Commandant par intérim du 1er Régiment étranger de parachutistes (REP), il cède aux arguments du général Challe. Il se dit «certain qu’il ne s’agit ni d’un coup d’Etat fasciste ni d’une action à tendance raciste». Il participe à la prise d’Alger à la tête de son unité, fer de lance du putsch qui échoue. Le 1er REP est dissous et les légionnaires quittent leur camp de Zeralda en chantant «Je ne regrette rien.»

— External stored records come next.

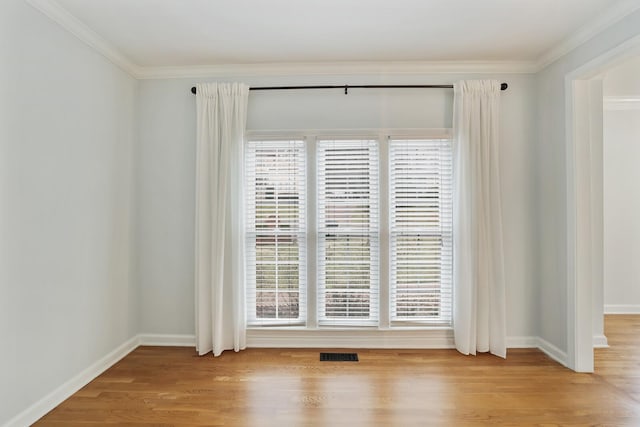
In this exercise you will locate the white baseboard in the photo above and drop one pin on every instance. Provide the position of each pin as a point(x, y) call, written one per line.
point(166, 340)
point(53, 399)
point(416, 339)
point(552, 351)
point(522, 342)
point(622, 309)
point(600, 341)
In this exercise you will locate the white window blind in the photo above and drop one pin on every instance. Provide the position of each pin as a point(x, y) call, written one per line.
point(420, 189)
point(275, 179)
point(347, 270)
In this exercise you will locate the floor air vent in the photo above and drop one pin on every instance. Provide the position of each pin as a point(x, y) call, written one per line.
point(338, 357)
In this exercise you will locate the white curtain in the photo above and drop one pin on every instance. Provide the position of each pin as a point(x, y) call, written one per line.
point(479, 306)
point(219, 231)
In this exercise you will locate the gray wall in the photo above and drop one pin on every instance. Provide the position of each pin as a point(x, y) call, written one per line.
point(66, 145)
point(551, 180)
point(165, 175)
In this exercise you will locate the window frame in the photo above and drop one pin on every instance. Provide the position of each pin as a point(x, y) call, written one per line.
point(310, 138)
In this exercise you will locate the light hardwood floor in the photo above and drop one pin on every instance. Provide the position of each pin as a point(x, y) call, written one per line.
point(163, 386)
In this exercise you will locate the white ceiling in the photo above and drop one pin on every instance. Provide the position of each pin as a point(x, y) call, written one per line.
point(183, 33)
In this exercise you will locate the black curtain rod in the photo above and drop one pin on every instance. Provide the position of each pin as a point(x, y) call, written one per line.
point(346, 88)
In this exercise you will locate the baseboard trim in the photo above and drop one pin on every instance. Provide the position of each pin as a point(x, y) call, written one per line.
point(522, 342)
point(600, 341)
point(406, 339)
point(414, 339)
point(166, 340)
point(60, 394)
point(622, 309)
point(552, 351)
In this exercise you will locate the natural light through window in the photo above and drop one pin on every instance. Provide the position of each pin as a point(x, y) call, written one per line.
point(338, 228)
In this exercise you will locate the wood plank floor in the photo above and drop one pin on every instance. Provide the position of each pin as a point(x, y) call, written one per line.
point(163, 386)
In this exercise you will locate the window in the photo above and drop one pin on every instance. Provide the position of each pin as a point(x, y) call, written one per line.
point(348, 232)
point(276, 232)
point(378, 236)
point(421, 234)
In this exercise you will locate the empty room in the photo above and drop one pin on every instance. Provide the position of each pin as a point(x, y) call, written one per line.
point(319, 213)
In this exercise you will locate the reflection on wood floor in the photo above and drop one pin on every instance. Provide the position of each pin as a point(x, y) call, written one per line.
point(165, 386)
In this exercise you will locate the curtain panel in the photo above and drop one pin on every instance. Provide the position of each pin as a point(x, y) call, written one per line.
point(479, 288)
point(219, 231)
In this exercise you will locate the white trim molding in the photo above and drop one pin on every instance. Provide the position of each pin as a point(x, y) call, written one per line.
point(69, 22)
point(85, 34)
point(622, 309)
point(36, 411)
point(275, 338)
point(621, 103)
point(600, 341)
point(166, 340)
point(382, 339)
point(604, 20)
point(552, 351)
point(523, 342)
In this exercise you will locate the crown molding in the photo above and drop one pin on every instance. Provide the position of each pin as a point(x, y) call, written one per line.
point(58, 14)
point(621, 103)
point(588, 31)
point(338, 68)
point(66, 20)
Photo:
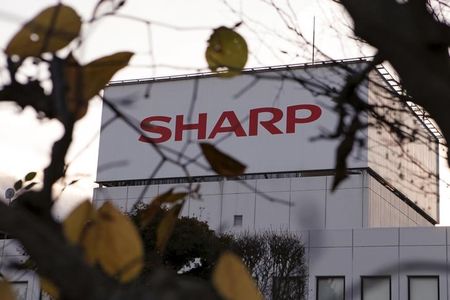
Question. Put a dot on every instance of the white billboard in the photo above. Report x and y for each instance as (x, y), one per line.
(263, 119)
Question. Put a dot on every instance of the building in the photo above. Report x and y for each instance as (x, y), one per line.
(376, 229)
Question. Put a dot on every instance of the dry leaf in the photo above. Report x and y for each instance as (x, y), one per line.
(232, 279)
(228, 50)
(220, 162)
(166, 226)
(52, 29)
(119, 245)
(48, 287)
(6, 291)
(84, 82)
(108, 238)
(74, 225)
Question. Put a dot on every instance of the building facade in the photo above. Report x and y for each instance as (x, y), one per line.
(371, 238)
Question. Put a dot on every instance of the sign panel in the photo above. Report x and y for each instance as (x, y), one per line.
(263, 119)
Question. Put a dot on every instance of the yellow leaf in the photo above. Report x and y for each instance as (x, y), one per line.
(165, 227)
(6, 291)
(150, 211)
(84, 82)
(120, 249)
(232, 280)
(74, 225)
(220, 162)
(227, 50)
(48, 287)
(52, 29)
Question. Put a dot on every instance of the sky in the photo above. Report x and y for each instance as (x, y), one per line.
(173, 43)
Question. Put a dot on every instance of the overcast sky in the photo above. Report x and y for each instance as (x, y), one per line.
(26, 141)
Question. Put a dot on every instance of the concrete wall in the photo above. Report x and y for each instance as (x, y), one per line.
(295, 203)
(352, 253)
(394, 252)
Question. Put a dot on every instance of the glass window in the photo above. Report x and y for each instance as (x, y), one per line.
(20, 289)
(330, 288)
(423, 287)
(376, 288)
(237, 220)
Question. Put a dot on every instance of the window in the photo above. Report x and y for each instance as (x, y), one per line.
(20, 289)
(376, 288)
(330, 288)
(237, 220)
(423, 287)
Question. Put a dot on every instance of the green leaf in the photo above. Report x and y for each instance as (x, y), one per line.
(84, 82)
(18, 185)
(166, 226)
(30, 176)
(227, 50)
(232, 279)
(52, 29)
(220, 162)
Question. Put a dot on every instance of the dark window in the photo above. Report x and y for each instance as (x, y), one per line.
(423, 287)
(330, 288)
(376, 288)
(237, 220)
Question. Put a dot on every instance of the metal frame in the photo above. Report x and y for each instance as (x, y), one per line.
(376, 277)
(329, 277)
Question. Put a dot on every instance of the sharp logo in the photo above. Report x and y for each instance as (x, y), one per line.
(270, 119)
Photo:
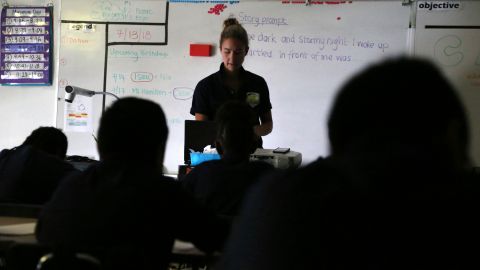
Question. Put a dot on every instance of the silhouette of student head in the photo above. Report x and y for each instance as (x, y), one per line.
(133, 130)
(48, 139)
(235, 134)
(404, 102)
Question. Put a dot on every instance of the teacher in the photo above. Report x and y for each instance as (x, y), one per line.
(233, 82)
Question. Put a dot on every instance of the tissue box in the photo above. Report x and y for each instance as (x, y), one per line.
(197, 158)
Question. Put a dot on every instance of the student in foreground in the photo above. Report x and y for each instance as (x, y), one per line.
(30, 173)
(390, 196)
(124, 208)
(222, 184)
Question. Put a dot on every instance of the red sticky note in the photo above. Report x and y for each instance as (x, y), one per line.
(200, 49)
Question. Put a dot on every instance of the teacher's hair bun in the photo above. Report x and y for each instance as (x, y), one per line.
(230, 21)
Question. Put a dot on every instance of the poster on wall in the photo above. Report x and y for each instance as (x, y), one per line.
(26, 46)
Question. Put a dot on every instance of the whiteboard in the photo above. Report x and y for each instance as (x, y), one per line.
(451, 38)
(303, 52)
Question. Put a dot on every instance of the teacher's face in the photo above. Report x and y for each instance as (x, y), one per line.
(233, 53)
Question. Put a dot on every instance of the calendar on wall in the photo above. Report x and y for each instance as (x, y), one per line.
(26, 45)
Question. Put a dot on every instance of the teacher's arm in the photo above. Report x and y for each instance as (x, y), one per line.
(266, 124)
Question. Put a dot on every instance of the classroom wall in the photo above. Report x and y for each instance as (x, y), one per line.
(24, 108)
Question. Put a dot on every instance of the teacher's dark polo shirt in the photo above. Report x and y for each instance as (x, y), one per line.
(211, 93)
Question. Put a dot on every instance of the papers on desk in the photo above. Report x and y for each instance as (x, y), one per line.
(18, 229)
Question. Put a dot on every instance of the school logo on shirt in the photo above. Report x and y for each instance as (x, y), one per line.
(253, 99)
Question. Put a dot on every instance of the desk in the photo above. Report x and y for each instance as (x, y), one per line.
(182, 252)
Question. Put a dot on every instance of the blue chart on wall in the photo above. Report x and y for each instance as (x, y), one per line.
(26, 46)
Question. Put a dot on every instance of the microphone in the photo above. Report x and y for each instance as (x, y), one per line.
(71, 91)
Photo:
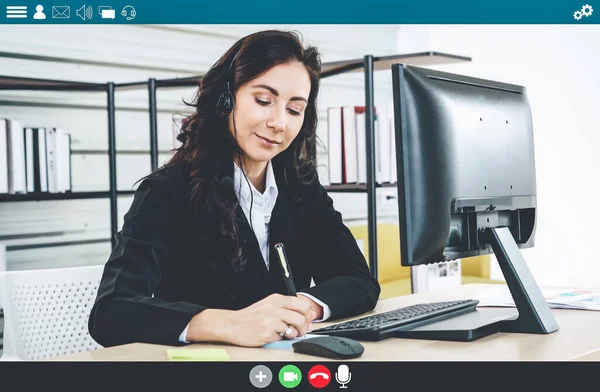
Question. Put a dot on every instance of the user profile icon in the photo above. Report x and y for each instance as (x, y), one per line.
(40, 12)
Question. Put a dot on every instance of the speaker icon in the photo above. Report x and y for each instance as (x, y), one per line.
(85, 12)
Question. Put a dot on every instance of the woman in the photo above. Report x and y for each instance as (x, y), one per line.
(195, 259)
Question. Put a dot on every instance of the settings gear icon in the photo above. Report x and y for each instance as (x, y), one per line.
(587, 10)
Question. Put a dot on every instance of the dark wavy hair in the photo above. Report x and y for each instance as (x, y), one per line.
(207, 146)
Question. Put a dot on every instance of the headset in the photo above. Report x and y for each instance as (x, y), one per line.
(226, 100)
(128, 9)
(225, 106)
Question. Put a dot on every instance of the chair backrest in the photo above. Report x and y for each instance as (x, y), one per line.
(46, 311)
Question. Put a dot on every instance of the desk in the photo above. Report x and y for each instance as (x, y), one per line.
(593, 356)
(578, 335)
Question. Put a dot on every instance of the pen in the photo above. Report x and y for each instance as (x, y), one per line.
(285, 269)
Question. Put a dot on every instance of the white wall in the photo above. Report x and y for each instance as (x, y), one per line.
(125, 53)
(559, 66)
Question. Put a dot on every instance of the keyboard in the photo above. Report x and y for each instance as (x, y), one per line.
(383, 325)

L’officier de 39 ans, marié et père de deux petites filles, comparait en juin 1961 devant le Haut tribunal militaire en grand uniforme, décorations pendantes, coiffé de son béret vert de légionnaire. Le 5 juin, après un délibéré d’une heure, Hélie Denoix de Saint Marc est condamné à dix ans de réclusion et radié de l’ordre de la Légion d’honneur. «C’était ma deuxième détention. Sans trop savoir pourquoi, j’ai pensé à un sandwich. J’étais un homme entre deux couches de prison», raconte-t-il dans «L’aventure et l’espérance». Gracié en décembre 1966, il sort de la prison de Tulle sans maison ni métier, dans un pays qu’il reconnaît à peine.
Il saisit alors la main tendue par un ancien déporté, à Lyon et entre dans une imprimerie. Réhabilité en 1978, il sort de son silence en 1995 dans ses mémoires «Les champs de la braise», écrits par Laurent Beccaria, prix Femina de l’essai. Suivront une dizaine d’ouvrages, dont «Notre histoire, 1922-1945», en collaboration avec un écrivain et ancien officier allemand, August von Kageneck.